One station a day Anvers station, at the foot of Montmartre

Behind the scene at Anvers station on metro line 2.

Anvers station was inaugurated on 7 October 1902 on metro line 2 Nord (North). The line was later renamed metro line 2 on 17 October 1907. The station was temporarily used as the terminus of line 2, up until its extension to Bagnolet station (now named Alexandre Dumas station) on 31 January 1903.

Travaux de construction de la station - 1902 - Collection RATP

A tribute to Belgium

Metro stations are often named after the street or square where they are located. Created in 1868 and named “Place Turgot” (Turgot Square), the square was partially built on the ground of Montmartre’s former slaughterhouses and took on its current name with a decree dated 1 February 1877. Thus, Anvers station, near Anvers Square and Anvers park, was named after the city in Belgium, which is also one of Europe’s main ports. Sacré-Cœur was added to the station name due to its relative proximity to Montmartre’s Sacré-Cœur Basilica.

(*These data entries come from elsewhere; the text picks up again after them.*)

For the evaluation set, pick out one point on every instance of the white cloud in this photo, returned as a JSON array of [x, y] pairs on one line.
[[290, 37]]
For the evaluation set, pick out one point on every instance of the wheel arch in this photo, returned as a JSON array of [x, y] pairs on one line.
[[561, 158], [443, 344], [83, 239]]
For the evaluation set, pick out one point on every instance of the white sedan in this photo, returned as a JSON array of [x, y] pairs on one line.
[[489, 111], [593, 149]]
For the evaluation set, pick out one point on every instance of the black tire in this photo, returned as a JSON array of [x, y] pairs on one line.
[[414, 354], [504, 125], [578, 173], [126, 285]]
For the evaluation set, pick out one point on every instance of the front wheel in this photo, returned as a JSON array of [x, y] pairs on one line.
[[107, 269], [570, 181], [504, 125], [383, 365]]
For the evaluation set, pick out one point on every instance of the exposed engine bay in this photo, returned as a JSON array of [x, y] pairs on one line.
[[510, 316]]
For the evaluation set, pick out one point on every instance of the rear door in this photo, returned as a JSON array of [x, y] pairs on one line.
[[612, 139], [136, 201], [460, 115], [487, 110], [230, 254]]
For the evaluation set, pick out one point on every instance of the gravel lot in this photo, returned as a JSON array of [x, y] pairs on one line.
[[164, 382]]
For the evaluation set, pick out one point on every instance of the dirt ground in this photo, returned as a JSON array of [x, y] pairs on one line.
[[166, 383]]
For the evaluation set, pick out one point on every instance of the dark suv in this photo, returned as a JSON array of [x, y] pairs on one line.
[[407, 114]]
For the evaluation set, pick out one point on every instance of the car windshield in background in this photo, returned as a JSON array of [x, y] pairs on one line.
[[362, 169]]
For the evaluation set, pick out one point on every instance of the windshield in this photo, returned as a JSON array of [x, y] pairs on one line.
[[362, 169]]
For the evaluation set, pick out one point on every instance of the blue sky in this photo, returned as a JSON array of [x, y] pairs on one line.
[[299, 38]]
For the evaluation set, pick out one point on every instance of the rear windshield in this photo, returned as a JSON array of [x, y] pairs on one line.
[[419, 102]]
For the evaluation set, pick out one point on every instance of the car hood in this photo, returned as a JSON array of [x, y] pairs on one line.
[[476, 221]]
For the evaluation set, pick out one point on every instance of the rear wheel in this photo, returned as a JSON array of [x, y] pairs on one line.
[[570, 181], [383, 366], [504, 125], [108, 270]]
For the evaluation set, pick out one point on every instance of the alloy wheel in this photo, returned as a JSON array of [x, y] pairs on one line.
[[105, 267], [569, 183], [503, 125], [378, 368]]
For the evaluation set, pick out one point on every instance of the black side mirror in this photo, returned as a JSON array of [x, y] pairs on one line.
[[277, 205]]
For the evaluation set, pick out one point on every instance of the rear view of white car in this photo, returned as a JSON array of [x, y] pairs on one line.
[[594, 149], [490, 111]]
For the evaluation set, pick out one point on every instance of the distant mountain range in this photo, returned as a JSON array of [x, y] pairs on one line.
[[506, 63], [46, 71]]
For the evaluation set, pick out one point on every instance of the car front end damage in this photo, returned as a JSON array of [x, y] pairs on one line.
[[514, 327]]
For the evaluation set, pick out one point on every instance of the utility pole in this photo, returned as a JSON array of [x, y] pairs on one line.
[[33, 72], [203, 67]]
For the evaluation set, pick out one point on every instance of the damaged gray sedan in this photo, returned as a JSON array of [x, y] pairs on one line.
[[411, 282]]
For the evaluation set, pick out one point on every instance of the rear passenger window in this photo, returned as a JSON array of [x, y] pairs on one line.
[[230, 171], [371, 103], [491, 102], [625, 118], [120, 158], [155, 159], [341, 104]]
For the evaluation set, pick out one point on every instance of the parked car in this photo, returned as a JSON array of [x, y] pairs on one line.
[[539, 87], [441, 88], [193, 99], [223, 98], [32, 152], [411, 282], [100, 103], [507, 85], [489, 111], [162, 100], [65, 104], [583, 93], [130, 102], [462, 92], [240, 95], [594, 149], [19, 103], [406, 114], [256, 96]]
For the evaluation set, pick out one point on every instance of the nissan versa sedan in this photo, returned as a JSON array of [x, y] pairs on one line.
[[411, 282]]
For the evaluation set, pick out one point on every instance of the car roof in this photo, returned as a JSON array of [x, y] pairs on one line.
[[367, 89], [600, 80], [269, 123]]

Place d'Anvers - 1905 - Collection RATP

A Guimard entrance registered in the French Supplementary Historic Monument List.

The station’s only entrance, located on Anvers Square, is comprised of stairs decorated with a Guimard entrance. The curved fence is framed by short posts which are reminiscent of human femur bones, and the crests and cartouches on the railing were inspired by insect shells. Two “lilies of the valley” posts topped by orange-red globe light fixtures support an enamelled lava stone plaque bearing the word “Métropolitain”.

The entrances designed by leading Art Nouveau artist Hector Guimard are typical of early station entrances. These metro station entrances went on to become a symbol of the capital, with their fascinating cast-iron structure, natural curves and foliage decoration. 166 of these Guimard structures were built between 1900 and 1922, with a final one being built in 2000 on Sainte-Opportune Square in honour of the metro network’s centenary anniversary.  88 remain today, with 86 of them registered in the French Supplementary Historic Monument List since the decree dated 29 May 1978.

Edicule Guimard - 2002 © D. Sutton / RATP

A formerly metallic camber-clad station

From the end of the 1960s up until the end of the 2000s, the side walls of Anvers station were clad with a metal camber characterised by horizontal studs, blue benches and illuminated golden advertisement frames. The metallic camber was finished in 2010 as part of the “Renouveau du metro” renovation campaign.

Station platforms - 1954 - RATP
Station platforms - 1954 - RATP
Metal camber-clad station - 1980 - RATP - J.-M. Carrier

Anvers station has a standard layout, with two platforms divided by metro tracks and an elliptical archway. Since the platforms were renovated during the 2010 renovation campaign “Renouveau du metro”, the station is lit by two curved bands and the side walls, archway, spandrels and corridor openings are now ornamented with bevelled white ceramic tiles. The advertisement frames are made of white ceramic, and the station name is displayed in Parisine lettering on enamelled plaques. The green seats were designed by Atelier A KIKO and Concept Urbain in 2002.